In the final chapter, I focus on the transversal theoretical relations of my reading of Blixen’s work. To highlight these intersections I make use of Bruno Latour’s Actor-
Network Theory and scholarly work on Blixen. In doing so, a clear connection can be seen between the considerations of actor-network relations, theoretical intersections and entangled thematic understandings of Karen Blixen’s work. I use Iris van der Tuin’s article on the transversality of new materialism to show the entanglements of epistemological (exemplified by the trans-coreporeal) and ontological (exemplified by
Actor-Network Theory–approaches). These approaches in turn tie in with ethical issues and the ideology of Blixen’s work. The theoretical transversality of new materialism highlights the transversality of Blixen’s writing, too, as the literary text reverberates in the material world, and this materiality seeps into the non-fictional texts, such as essays and letters. Even so, these relations are not finalized or stable; rather, by understanding them in terms of new materialism, the unstable and volatile characteristics of these relations are brought to the fore. Blixen’s work thus allows for various forms of agency to take center stage and problematizes the Western conception of human dominion over other beings.
In the broader scheme of things, there are several avenues for further research beyond this thesis. Blixen’s fiction brings the complexities of new materialism to the forefront in a particularly attuned manner. As I took the intersection of new materialism and ecocriticism as a starting point in this thesis, but mainly focused on new materialism, possibilities for developing a more material ecocriticism could be investigated in an extended project. This particular reading of Blixen’s writing has
55
shown how discursive and material processes can be brought together, but the materiality has been particularly stressed. While ecocriticism is explicitly concerned with the intersections of literature and nature, the possibilities of further developing new materialism in relation to literature is another exciting prospect to consider.

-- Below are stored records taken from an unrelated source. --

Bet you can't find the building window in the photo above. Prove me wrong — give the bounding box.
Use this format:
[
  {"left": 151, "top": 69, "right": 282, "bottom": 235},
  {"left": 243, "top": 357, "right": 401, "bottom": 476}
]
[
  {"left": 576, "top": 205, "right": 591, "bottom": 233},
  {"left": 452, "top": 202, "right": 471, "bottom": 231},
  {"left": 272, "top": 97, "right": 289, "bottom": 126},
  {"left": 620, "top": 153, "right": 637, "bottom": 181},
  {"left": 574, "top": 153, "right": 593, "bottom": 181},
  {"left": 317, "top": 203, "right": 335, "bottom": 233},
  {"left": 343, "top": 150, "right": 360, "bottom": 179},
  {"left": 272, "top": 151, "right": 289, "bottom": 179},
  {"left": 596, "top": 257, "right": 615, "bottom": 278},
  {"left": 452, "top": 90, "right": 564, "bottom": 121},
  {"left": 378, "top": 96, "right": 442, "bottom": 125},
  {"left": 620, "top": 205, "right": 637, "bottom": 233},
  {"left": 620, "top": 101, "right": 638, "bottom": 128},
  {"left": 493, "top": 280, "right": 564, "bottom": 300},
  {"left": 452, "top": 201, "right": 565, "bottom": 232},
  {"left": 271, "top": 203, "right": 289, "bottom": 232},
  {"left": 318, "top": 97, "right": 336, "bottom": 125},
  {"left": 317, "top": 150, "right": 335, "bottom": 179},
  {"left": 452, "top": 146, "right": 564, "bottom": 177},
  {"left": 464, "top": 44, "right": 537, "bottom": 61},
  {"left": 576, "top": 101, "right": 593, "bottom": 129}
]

The lack of a previous study on Blixen in relation to new materialism and ecocriticism, also shows the importance of developing the readings carried out in these thesis, both with regard to her memoirs but also with regard to her other works. Furthermore, the various genres Blixen works with could be problematized to highlight the various ways in which
Blixen’s ideology and ethical development are presented differently depending on the format she uses.
In relation to the colonialism in Out of Africa and Shadows on the Grass , an attempt at thinking of embodied aspects of these colonial processes through the concept of belonging is not uncontroversial. Nevertheless this belonging opens for a possibility of thinking of neo-colonial processes in the era of globalization where the local is always global. Moreover, capitalist imperialism can often be seen as detached from local processes that influence the everyday lives. This is aspect ties in with Blixen’s writing–– as the belonging and co-existence appears central in her writing––and suggests new ways of thinking about pollution and land appropriation in contemporary society.
Additionally, in talking about the environmental humanities, it appears almost impossible not to mention the concept of the Anthropocene. The Anthropocene is a new geological age that many scholars argue should replace the age of the Holocene.
The basic notion of the Anthropocene is that humanity is now influencing the ecological processes on earth to the same extent that nature influences us. In that sense, the Anthropocene is tightly tied to processes of globalization and belonging, and could broaden the understanding and implications of the literary text, particularly in the case of Karen Blixen’s trans-national ecology.